Dear New Yorkは、写真家のBrandon Stantonさんが2010年から続けているHumans of New Yorkという、一万人のニューヨーカーのポートレイトを撮ることを目指して始まったプロジェクトの最新の写真集で、ニューヨークに暮らす人々のごく自然な表情をとらえた写真の美しさと力強さ、そして写真に添えられる被写体となった人々の口から語られるストーリーが共感と支持を集めてきました。私自身も、facebookが主な発表先であった頃から(現在はInstagramもあります)、新しいポートレイトが発表される度に楽しみに読んできました。

プロジェクトは年々規模を拡大し、ニューヨークだけでなく、オバマ政権化のホワイトハウスにも招待され、イランを始めとした12カ国での撮影・インタビューも経て、15年目の今年には当初の目標であった一万人の撮影を超え、進化を続けています。

Dear New Yorkの今回の大規模な展示も、多くの機関のやアーティストの協力を経て実現し、ニューヨーカーおよび人間性への讃歌とも言える素晴らしいイベントでした。少し様子を写真でご紹介させて頂きます。

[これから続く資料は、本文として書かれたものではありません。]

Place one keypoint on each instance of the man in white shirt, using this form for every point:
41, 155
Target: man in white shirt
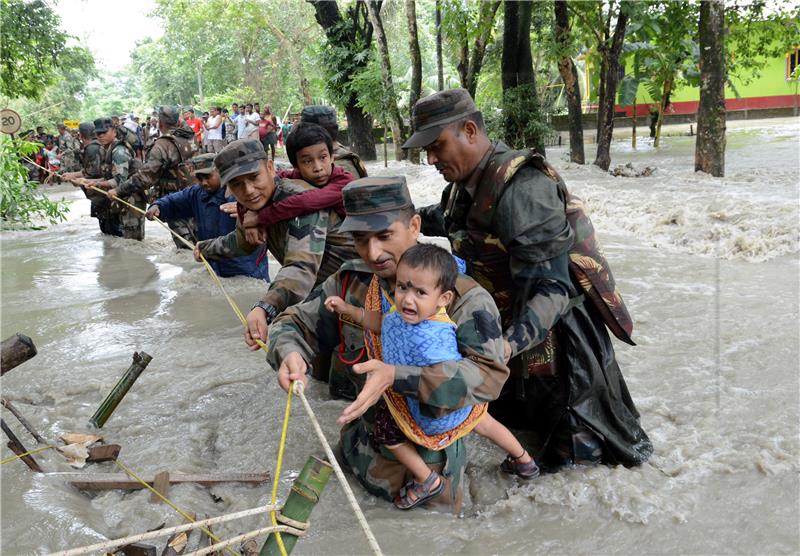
214, 130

大きくプリントアウトされた写真が駅構内に展示されている様子は壮観です。

立ち止まって写真とインタビューに見入る人もたくさん見られました。

インタビューはじっくりと深いものから素朴なものまで、いずれも味わい深いです。

写真だけで心が満たされるものもたくさんあります。

大きな展示スペースだけではなく、柱スペースや

改札部分も、普段は広告で満たされているスペースがすべて展示に変わっています。

美しい天井で有名なメインコンコースでは、壁にポートレートが映し出される中、スタインウェイ提供のピアノをジュリアードの生徒が交代で演奏していました。

駅の売店ではもちろん写真集が売られていて、駅を通して体験できる展示でした。


ちなみにこの日は早めに出かけて、朝の仕事に行く前に、以前から行ってみたかったアイリッシュソーダブレッドのお店に寄って朝ご飯を食べました。

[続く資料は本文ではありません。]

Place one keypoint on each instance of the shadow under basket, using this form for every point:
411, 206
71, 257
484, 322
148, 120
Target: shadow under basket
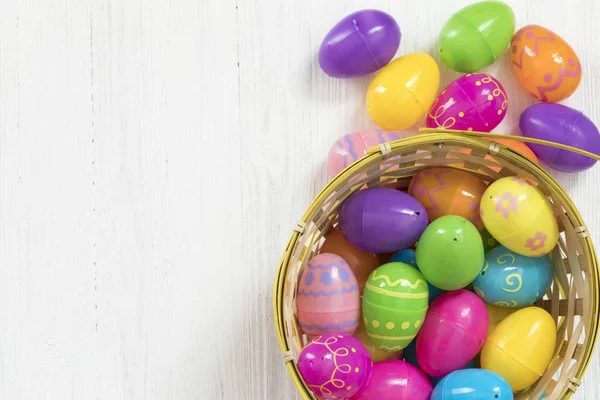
572, 299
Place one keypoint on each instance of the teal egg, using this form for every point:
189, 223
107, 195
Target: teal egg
509, 279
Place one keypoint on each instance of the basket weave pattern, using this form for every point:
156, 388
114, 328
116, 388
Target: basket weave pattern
572, 299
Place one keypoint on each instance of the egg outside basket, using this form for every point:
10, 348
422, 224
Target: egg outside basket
572, 300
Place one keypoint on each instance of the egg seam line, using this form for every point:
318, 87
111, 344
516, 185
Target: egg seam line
362, 39
458, 326
480, 34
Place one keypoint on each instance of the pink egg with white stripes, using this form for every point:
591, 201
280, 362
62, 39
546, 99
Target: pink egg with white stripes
354, 146
328, 299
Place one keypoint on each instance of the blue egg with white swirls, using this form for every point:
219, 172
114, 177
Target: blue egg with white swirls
408, 256
472, 384
508, 279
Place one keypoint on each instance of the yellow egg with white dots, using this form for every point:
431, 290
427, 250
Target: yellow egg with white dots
519, 216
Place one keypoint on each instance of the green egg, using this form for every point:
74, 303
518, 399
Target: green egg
450, 253
394, 304
476, 36
489, 243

外はカリカリの焼きたてスコーンに、挟まれた自家製のジャムとバターが絶妙に良く合い、幸せな朝食でした。

そしてお店のカウンターにはDear New Yorkも!

仕事の合間を縫ってでしたが、思い出深い秋の日になりました。

2025年10月6日月曜日

ピアノで歌うということ

数年前から伴奏の仕事をしているのですが、先日声楽のレッスンで歌の先生が「ピッチを頭の中で考えただけで、自動的に声帯がその音を出すのに適した長さに調整される。」とおっしゃっていて、人体の高機能ぶりに改めて感じ入りました。

思えば口笛を吹けることだって、触っただけで紙が一枚なのか二枚重なっているのかを識別できることだって、実にすごいことです。

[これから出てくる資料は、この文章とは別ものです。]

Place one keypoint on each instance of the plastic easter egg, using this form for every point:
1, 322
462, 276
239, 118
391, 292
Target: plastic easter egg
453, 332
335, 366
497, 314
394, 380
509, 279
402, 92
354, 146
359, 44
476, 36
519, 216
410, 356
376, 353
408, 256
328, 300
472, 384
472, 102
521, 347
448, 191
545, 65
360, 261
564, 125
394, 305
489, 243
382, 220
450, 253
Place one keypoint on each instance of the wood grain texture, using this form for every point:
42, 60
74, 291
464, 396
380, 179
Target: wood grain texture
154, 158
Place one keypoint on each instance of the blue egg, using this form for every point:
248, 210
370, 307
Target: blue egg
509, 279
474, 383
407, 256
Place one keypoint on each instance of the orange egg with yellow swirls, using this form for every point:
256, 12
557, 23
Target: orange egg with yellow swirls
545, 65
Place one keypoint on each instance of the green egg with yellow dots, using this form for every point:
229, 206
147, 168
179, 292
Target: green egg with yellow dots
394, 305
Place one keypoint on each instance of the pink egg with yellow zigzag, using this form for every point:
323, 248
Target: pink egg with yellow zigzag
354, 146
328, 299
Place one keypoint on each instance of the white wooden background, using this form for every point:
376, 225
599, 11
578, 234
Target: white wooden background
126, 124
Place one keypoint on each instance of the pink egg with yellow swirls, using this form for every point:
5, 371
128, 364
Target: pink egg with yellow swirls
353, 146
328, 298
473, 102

ピアノを弾く時にも、特にデクレッシェンドをする場合、音が減衰する速度に合わせて、どれぐらいの音量で次の音を弾きたいのかをイメージし、鍵盤への指の置き方とタイミングでそれを実行するわけで、いくつもの認知と筋肉のコントロールを同時に行なってようやくできていることなんだなと思います。

というのもこの間、モーツァルトの『レクイエム』より「ラクリモーサ」のピアノアレンジを作ったのですが、コーラスとオーケストラで歌い上げられるこの曲のメロディーをピアノで再現するには、その「次の音をどう置くか」が特にとても重要で、色々なことを思いながらデモ演奏を作りました。よければぜひご覧いただけたら嬉しいです。




2025年10月3日金曜日

Capricious March

先日紹介させてもらったコンサート全体のビデオにも含まれているのですが、演奏してくれたピアニストのDanielが、Capricious March(気まぐれな行進)単体でのビデオも自身のYouTubeにを載せてくれたので、改めてご紹介させて頂きます。


この曲は、小学校時代の日常を元に着想した曲で、登校中の子どもたちが水たまりに飛び込んで水遊びをしたり、出てきたカエルを追いかけたりして散々道草を食った挙句、ついにその日学校に遅れたくない理由(席替え等)を思い出して学校に駆け込んでいく、というお話を描いています。

私自身はそこまでやんちゃではなく、淡々と友達と学校に通っていた方ですが、それでも学校に着くまで友達と過ごす時間はある意味特別だったなあと思います。ちなみにアメリカでは小学生だと親が学校に送り迎えするか送迎バスで通うのが普通なので(子どもだけで登下校させると親が罰せられるのだったと思います 汗)、コンサートでは「日本では。。。」という説明を忘れないようにしています。

ちなみに、曲中にカエルが出てくることを説明してあったので、Danielがカエル出現の瞬間にビデオにイラストを入れてくれています(笑)


実はこの曲を今、私のピアノの生徒さんも弾いてくれていて、テクニック的にはまだ少し背伸びしながらですが、気に入ってくれているようで、根気強く時間をかけて取り組んでくれていてとても嬉しいです。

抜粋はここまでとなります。